Vision-guided prompts (\(\mathcal{L}_{vgps}\)) contribute more to I2I, while text-guided prompts (\(\mathcal{L}_{tgps}\)) contribute more to T2I.
Grad-CAM visualizations show that I2I tokens attend to cross-view consistent features such as clothing and body shape, while T2I tokens attend to specific items described in text (e.g., phones, satchels), confirming that task-aware attention decoupling indeed occurs.

Highlights & Insights¶

Practical significance of the unified framework: For the first time, a single model achieves simultaneous state-of-the-art performance on both I2I and T2I, eliminating the overhead of deploying two separate models.
Elegance of the dual-token design: Task routing is achieved by adding a single classification token — a minimal modification with significant effect.
Sound hierarchical prompt design: Identity-level tokens provide a stable anchor while instance-level tokens enable fine-grained adaptation, together covering the core requirements of ReID.
Cross-modal regularization as the key binding element: CMPR elevates HPL from "two parallel tasks" to a "collaboratively unified framework."

Limitations & Future Work¶

Joint training requires both I2I and T2I datasets simultaneously, incurring non-trivial data preparation costs.
The inversion networks employ 4-layer Transformers, which may need to be streamlined for lightweight deployment scenarios.
Generative T2I methods (e.g., using LLMs to synthesize additional descriptions) for augmenting training data remain unexplored.
Performance on larger backbones (e.g., ViT-L/14) has not been verified.
Cross-dataset generalization (e.g., training on CUHK and testing on RSTPReID) is not discussed.

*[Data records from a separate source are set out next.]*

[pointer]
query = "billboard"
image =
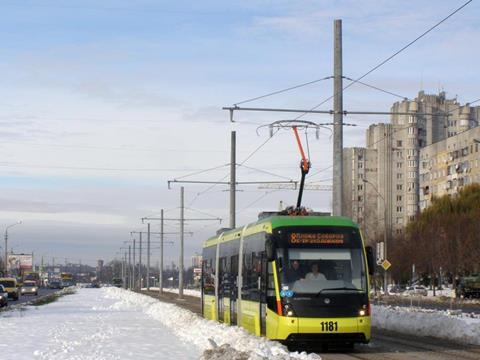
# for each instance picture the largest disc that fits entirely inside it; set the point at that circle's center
(20, 262)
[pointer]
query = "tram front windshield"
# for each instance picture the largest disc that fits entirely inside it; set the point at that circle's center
(322, 270)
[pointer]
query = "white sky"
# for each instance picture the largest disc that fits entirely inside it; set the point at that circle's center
(102, 104)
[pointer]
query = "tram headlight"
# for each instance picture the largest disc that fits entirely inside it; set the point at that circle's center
(288, 310)
(364, 311)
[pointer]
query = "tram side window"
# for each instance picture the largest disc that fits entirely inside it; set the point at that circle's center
(271, 300)
(228, 268)
(224, 276)
(234, 273)
(254, 267)
(208, 270)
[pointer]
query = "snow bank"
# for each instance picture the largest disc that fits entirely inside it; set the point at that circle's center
(455, 326)
(188, 292)
(215, 340)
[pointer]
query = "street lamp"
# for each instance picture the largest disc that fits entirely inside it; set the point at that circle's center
(384, 230)
(6, 244)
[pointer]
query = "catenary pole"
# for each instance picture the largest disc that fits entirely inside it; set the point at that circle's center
(233, 179)
(140, 261)
(130, 267)
(160, 273)
(133, 270)
(148, 256)
(337, 120)
(182, 223)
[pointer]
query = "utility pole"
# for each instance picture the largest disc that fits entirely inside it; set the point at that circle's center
(148, 257)
(233, 180)
(182, 223)
(140, 262)
(123, 270)
(134, 280)
(130, 267)
(125, 275)
(182, 220)
(160, 271)
(337, 201)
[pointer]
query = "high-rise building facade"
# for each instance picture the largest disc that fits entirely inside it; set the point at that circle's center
(448, 165)
(394, 151)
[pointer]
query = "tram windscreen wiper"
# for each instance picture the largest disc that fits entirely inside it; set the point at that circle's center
(340, 288)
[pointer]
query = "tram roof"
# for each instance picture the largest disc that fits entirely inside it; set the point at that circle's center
(268, 223)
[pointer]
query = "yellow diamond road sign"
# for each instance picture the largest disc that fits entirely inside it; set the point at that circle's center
(386, 264)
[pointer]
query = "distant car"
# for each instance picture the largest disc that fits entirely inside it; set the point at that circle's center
(417, 290)
(3, 296)
(396, 289)
(10, 285)
(29, 287)
(55, 285)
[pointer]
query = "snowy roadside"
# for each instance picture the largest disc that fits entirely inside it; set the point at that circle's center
(454, 326)
(213, 339)
(87, 326)
(451, 325)
(188, 292)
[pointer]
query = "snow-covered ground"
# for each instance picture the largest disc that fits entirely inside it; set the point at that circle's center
(189, 292)
(88, 325)
(233, 342)
(112, 323)
(455, 326)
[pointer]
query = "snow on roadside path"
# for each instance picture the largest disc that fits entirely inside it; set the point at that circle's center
(198, 331)
(423, 322)
(85, 326)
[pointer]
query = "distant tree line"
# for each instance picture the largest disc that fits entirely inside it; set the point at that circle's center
(444, 236)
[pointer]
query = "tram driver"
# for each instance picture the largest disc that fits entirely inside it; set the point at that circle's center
(315, 274)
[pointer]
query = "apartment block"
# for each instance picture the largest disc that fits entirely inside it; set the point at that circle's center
(394, 151)
(448, 165)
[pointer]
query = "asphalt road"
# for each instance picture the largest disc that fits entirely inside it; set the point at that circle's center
(26, 298)
(436, 303)
(397, 346)
(384, 344)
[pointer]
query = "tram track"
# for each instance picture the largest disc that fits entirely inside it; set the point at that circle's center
(386, 345)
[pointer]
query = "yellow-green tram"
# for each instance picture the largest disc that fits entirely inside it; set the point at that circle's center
(262, 277)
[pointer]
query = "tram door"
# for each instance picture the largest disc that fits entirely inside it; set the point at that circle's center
(233, 289)
(263, 294)
(222, 288)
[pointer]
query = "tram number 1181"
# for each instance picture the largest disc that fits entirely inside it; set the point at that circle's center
(329, 326)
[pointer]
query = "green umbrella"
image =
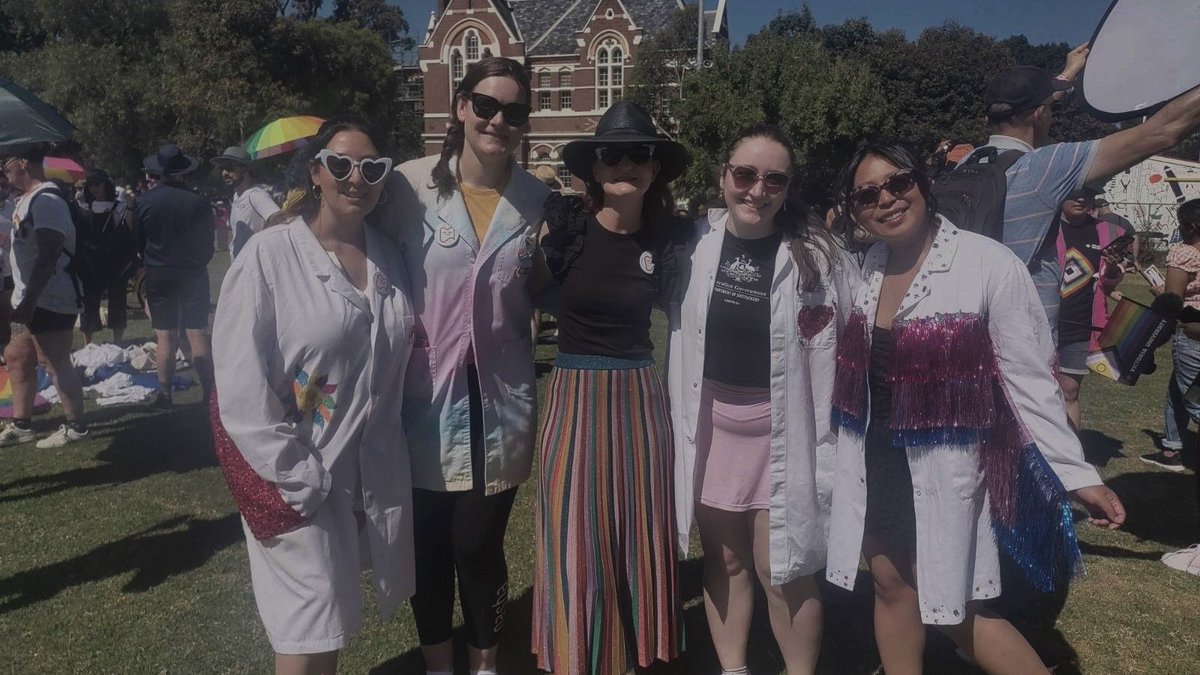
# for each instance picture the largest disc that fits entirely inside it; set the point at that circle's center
(25, 118)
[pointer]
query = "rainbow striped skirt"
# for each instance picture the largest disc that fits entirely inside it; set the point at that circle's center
(606, 593)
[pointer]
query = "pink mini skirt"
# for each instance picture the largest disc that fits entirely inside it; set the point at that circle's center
(733, 447)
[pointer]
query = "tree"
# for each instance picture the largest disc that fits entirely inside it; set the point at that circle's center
(793, 24)
(826, 103)
(660, 66)
(377, 16)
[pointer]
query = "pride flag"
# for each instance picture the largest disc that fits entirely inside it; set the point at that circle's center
(1128, 341)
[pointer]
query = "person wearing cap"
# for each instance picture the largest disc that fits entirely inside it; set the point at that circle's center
(47, 300)
(175, 226)
(107, 255)
(252, 203)
(1018, 105)
(1090, 272)
(606, 592)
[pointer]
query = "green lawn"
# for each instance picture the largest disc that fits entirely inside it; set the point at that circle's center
(124, 554)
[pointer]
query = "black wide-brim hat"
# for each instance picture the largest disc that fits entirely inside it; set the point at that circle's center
(627, 124)
(169, 161)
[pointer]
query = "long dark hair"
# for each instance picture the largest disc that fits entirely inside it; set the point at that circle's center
(895, 154)
(301, 201)
(492, 66)
(1189, 219)
(809, 240)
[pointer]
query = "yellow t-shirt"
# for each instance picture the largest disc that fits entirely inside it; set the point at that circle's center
(481, 204)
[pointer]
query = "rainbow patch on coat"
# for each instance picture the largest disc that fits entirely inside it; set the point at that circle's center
(313, 395)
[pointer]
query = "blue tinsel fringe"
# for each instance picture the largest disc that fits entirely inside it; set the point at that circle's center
(1042, 539)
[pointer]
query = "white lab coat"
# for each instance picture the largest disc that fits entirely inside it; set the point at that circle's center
(802, 375)
(287, 316)
(957, 553)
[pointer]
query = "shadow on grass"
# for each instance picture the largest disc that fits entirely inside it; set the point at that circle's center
(1159, 506)
(142, 444)
(1099, 448)
(155, 555)
(514, 655)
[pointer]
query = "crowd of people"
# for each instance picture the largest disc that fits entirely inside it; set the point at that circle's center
(894, 387)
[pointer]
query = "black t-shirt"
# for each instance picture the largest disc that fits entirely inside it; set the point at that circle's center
(609, 294)
(737, 350)
(1078, 291)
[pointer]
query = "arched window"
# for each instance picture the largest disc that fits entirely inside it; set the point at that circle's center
(610, 72)
(456, 70)
(472, 46)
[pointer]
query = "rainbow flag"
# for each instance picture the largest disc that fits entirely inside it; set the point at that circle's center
(1128, 341)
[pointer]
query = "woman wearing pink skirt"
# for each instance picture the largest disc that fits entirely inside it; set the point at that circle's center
(750, 375)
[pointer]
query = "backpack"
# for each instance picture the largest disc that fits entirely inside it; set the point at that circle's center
(972, 196)
(82, 226)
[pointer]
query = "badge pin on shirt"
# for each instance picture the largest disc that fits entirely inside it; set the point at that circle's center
(647, 262)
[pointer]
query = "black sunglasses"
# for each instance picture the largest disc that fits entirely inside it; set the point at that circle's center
(898, 184)
(611, 155)
(744, 178)
(485, 107)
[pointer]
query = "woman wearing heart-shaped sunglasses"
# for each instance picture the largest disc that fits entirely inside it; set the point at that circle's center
(313, 324)
(751, 364)
(466, 220)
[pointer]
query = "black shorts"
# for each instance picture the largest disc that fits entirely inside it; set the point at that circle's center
(178, 298)
(45, 321)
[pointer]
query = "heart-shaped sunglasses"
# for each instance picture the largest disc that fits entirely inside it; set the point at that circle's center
(373, 169)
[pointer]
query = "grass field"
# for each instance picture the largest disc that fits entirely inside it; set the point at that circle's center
(124, 554)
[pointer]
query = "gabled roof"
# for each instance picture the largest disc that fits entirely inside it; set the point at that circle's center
(549, 27)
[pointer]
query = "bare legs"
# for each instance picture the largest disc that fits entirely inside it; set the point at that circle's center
(306, 663)
(900, 635)
(736, 549)
(53, 351)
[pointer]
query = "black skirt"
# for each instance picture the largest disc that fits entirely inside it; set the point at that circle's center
(891, 515)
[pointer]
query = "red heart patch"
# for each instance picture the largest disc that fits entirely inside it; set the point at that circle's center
(813, 320)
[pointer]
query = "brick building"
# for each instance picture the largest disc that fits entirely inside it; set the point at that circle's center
(580, 54)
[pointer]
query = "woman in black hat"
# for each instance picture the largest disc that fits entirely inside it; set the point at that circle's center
(605, 590)
(107, 255)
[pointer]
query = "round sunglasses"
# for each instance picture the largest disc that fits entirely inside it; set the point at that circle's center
(745, 178)
(372, 169)
(898, 184)
(485, 107)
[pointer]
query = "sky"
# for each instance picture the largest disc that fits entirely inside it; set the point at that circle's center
(1041, 21)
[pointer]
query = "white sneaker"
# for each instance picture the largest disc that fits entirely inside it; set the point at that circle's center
(61, 437)
(12, 436)
(1187, 560)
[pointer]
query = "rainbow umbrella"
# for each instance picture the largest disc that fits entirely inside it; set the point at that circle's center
(282, 136)
(64, 169)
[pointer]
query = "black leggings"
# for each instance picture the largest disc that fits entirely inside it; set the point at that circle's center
(463, 533)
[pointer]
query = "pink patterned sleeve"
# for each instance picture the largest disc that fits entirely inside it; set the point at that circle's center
(1186, 257)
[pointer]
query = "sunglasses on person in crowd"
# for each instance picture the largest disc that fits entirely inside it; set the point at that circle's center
(744, 178)
(373, 169)
(899, 185)
(611, 155)
(485, 107)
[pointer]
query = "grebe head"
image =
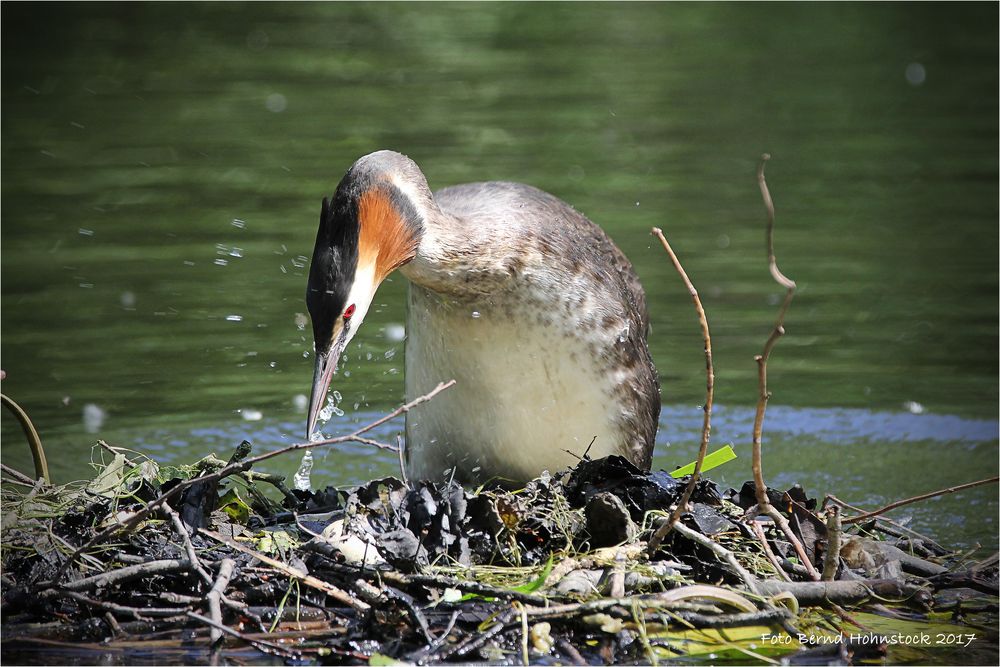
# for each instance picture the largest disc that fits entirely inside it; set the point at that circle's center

Relationship to CLIP-ReID: HPL directly extends its identity-level prompt scheme by adding dynamic instance-level prompts — a natural and effective improvement.
Relationship to GET: The prompt inversion idea is borrowed to translate visual features into pseudo-text prompts.
Inspiration: The dual classification token design is generalizable to other multi-task learning scenarios, such as simultaneous detection and segmentation.

Rating¶

Novelty: ⭐⭐⭐⭐ — Individual components have precedents, but the combination and unified framework design are novel.
Experimental Thoroughness: ⭐⭐⭐⭐⭐ — Six datasets, detailed ablations, and comprehensive visualization analyses.
Writing Quality: ⭐⭐⭐⭐ — Clear structure, rich figures and tables, well-articulated motivation.
Value: ⭐⭐⭐⭐ — The unified framework reduces deployment costs, though paired datasets are required.